DF = DF.withColumn("err",udf_kld("Q","P",lit(Qsum)))

DF.cache()

error_old = DF.groupBy().sum("err").collect()[0]["sum(err)"]
DF = DF.drop("err")
#print("error-old = ",error_old)

#function for one descent step 
def descent_step(q, P, Y_t, Y_t_1, Y_t_2,Z_sub, Q_sum,alpha, eta):
    
    q,P,Y_t,Y_t_1,Y_t_2,Z_sub = list(map(lambda x:np.array(x), [q, P, Y_t, Y_t_1, Y_t_2, Z_sub] ) )
    Q_ = q/Q_sum 
    temp = ((P - Q_)*q).reshape(P.shape[0],1)
    dY = (temp*Z_sub).sum(axis=0)
    Y = Y_t + eta*dY +alpha*(Y_t_1-Y_t_2)
    
    return(Y.tolist())
    
udf_step = udf(descent_step, ArrayType(DoubleType()))

alpha =0.2
eta = 0.9


max_iter =10
for i in range(max_iter):
    DF = (DF.withColumn("new_Y", udf_step("Q","P","Y","Y_t_1",
                                          "Y_t_2","Zsub",lit(Qsum),lit(alpha),lit(eta))))
    
    DF = (DF.select("id","P",col("new_Y").alias("Y"),
                   col("Y").alias("Y_t_1"),
                   col("Y_t_1").alias("Y_t_2")))
    
    DF1 = DF.select("id",col("Y").alias("features"))
    DF1 = Q_sub(DF1)
    
    DF = DF.join(DF1, DF["id"]==DF1["_id"])
    Qsum = DF.groupBy().sum("Qsum").collect()[0]["sum(Qsum)"]
    
    DF = DF.withColumn("err",udf_kld("Q","P",lit(Qsum)))
    DF.cache()
    error_new = DF.groupBy().sum("err").collect()[0]["sum(err)"]
    DF = DF.drop("err")
    print("i = ",i,"  error = ",error_new)
    if abs(error_old - error_new)<1e-3:
        break
    else:
        error_old = error_new
        

DF.cache()
DF.show()

We have implemented a simple version of t-sne algorithm. There is a lot of scope for improvement both in algorithm and in gradient descent. There is a much faster version t-sne known as `berney-hut t-SNE`. It uses tree based algorithm to speed up searching. 
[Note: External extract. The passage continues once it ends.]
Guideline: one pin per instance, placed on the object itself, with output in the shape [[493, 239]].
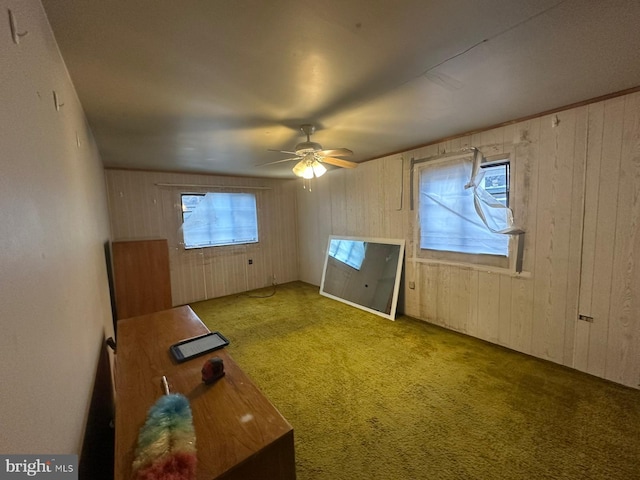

Visualization of **MNIST** dataset

### Advantages and Drawbacks

t-SNE works well for non-linear datasets. It work much better than other non-linear algorithms. Problems arise when intrinsic dimensions are higher i.e. more than 2-3 dimensions. t-SNE has tendency to get stuck in local optima.